刺骨的冷意,使一旁还未从男人变脸的速度中反应过来的凉小柒,不由地打了一个冷战,浑身的血管仿若被人掐住了一样,让她不悦的皱了一下眉,心中非常不自在。
但,首长阴沉的脸仿若在对她无声抗诉着:你丫今天不上床,今后做我警卫员的日子,绝对让你爽够!

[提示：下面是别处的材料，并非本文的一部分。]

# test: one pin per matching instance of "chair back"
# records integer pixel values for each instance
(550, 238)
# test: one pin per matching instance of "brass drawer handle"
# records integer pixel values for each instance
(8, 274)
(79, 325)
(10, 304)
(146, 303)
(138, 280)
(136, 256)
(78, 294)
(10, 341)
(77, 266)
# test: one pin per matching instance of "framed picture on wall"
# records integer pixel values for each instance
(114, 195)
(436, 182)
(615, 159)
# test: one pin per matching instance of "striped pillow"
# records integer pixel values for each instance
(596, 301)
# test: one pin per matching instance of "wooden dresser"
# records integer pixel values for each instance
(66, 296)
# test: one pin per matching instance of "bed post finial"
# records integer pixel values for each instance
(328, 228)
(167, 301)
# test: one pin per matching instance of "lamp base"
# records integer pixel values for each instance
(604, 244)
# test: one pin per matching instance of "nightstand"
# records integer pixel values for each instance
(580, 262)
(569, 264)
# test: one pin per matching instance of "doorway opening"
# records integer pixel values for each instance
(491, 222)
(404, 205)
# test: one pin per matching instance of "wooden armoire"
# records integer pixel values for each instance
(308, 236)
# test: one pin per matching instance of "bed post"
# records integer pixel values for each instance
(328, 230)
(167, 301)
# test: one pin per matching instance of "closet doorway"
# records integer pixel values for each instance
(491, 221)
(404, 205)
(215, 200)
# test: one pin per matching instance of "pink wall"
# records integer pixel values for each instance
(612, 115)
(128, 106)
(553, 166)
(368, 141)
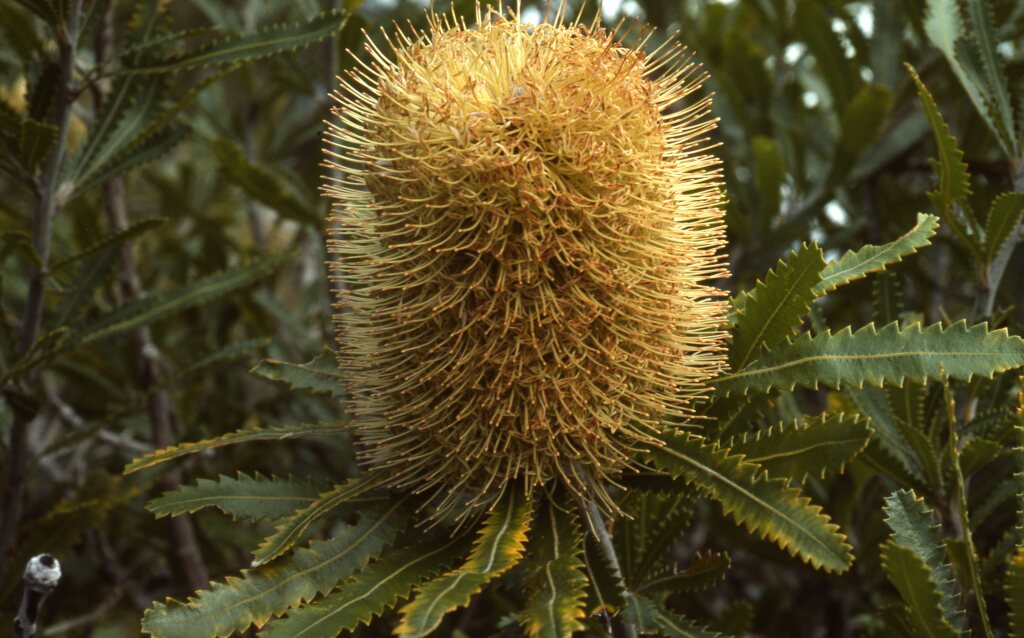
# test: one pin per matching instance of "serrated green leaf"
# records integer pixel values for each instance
(861, 122)
(873, 403)
(372, 591)
(111, 240)
(1004, 221)
(812, 447)
(769, 174)
(320, 376)
(604, 589)
(954, 182)
(707, 569)
(252, 498)
(1015, 593)
(35, 139)
(150, 309)
(822, 42)
(914, 529)
(278, 39)
(260, 593)
(649, 619)
(263, 185)
(765, 506)
(554, 566)
(497, 550)
(291, 528)
(912, 580)
(125, 117)
(854, 265)
(774, 308)
(879, 357)
(654, 522)
(142, 151)
(283, 432)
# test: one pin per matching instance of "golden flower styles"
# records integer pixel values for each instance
(525, 225)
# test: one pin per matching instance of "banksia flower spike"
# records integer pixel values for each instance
(525, 225)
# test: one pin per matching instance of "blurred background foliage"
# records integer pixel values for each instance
(187, 245)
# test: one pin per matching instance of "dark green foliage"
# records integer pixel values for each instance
(868, 425)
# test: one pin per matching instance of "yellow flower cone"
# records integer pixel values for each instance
(525, 225)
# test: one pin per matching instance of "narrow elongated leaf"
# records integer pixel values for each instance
(1004, 220)
(372, 591)
(320, 376)
(769, 173)
(651, 619)
(861, 123)
(775, 307)
(856, 264)
(886, 356)
(263, 185)
(815, 445)
(655, 521)
(954, 183)
(707, 569)
(278, 39)
(907, 571)
(997, 97)
(258, 594)
(148, 309)
(554, 564)
(247, 497)
(914, 529)
(111, 240)
(768, 507)
(498, 549)
(152, 146)
(291, 529)
(1015, 592)
(604, 589)
(282, 432)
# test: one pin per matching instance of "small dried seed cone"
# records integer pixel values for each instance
(525, 224)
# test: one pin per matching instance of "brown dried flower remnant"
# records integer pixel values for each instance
(525, 224)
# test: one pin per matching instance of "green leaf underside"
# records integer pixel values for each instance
(148, 309)
(857, 264)
(604, 588)
(372, 591)
(765, 506)
(260, 593)
(707, 569)
(1004, 220)
(656, 520)
(554, 565)
(915, 529)
(113, 239)
(921, 594)
(775, 307)
(246, 497)
(954, 183)
(497, 550)
(1015, 592)
(649, 618)
(815, 445)
(879, 357)
(290, 529)
(249, 47)
(321, 376)
(232, 438)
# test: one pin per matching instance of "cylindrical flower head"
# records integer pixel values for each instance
(525, 226)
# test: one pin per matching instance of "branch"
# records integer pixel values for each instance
(41, 577)
(159, 405)
(42, 230)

当奸情加上威胁,她无奈一笑,谁叫人家是她的长官呢?谁叫人家长官非抓着她暖床不可?
她再硬,也硬不过首长那张臭脸,她再防,也防不过首长*裸的威胁。
她能不打肿脸充胖子的倒贴过去么?
“首长?还不如叫兽胀(兽欲爆胀)!”凉小柒低着头原本严肃的脸一下子转为阴,黑的比锅底还黑,但面对首长的无耻要求,她忍,却还是忍不住她来自心底的那份怒意,自以为没人可听见她说的话,不满的话小声的脱口而出。
瞬间,季末擎的脸一下子冷了下来,却又不敢发作。因为,他天生对于敌人的警觉性,让他一下子紧绷到了极点,他第一时间担心的是他的小妻子,而不是他现在的安危。所以,他才一直坚持让女人上床躺在他的身边,以防万一。
可,可他的好心怎么到了某女眼中就、就变成了:兽胀?他的妻子不会是把他当成色魔吧?(季末擎:丫的,劳资不是色狼,但只色他的妻子而已。)
敏锐如他早在女人翻身下床那刻起,他就知道,今夜的不速之客来了,只是他担心她,他的心才会从开始一直紧绷到现在,他犹如明白了当初父亲是怎样保护自己的母亲,更别说第一次深临其境的他。
毕竟,他人生中的第一次例外都是由他的小妻子带给他,他能不紧张吗?(季少羞射的低吼:人家三十多年还是个含苞待放的‘处’)
时间一分一秒的滴在男人的心底,就在女人磨磨蹭蹭地来到男人的床上时,原本寂静的窗外传来几声穿透玻璃的枪声。
“砰!砰!”
眼看着子弹快要射到了女人那娇滴滴的身上时,他不顾他本已受伤的手,一把拿过枕头底下的手枪,又伸手猛地替替女人硬生生挡住了这突如其来的子弹,血一下子又染红了他的手弯,子弹嵌进了他的肉里,他却未皱一下眉头。
他强忍着身体上传来的痛,一手抱着女人的腰,一下子从床上滚到了床底下了,而他冰冷的眼眸怒意一下爆发在空气中,什么时候不杀他,偏偏这个时候来杀他,是在挑战他的耐性吗?更何况,来人的第一枪差点伤到了他的妻子,他怎能不怒?
敢动他的妻子?娘的,士可忍孰不可忍。
欺负了他的老婆,他不一锅掀了幕后黑手的老窝才怪。
季家家规:妻如天,伤妻一分,踏平凶手祖坟。
他不得不从,而他也很尊重他的妻子,更何况,她是他第一次想要试着去爱的女人,心底燃起的怒意一下子爆发了。
“你就乖乖给我待在这里。”他冷冷丢下这句,人便迅速消失在女人的视线中,开始与窗外飞来飞去朝他们开枪的一批人正式交手了。
凉小柒还来不及说一个不字,首长的人影便闪身到了窗边。她第一个反应:什么时候她成了首长的保护对象了?
娘的,她不是孬种,她是一名优秀的军人,丢什么也不能丢了军人的骄傲,拿起冲锋枪上丫!
可话说,她拿什么上?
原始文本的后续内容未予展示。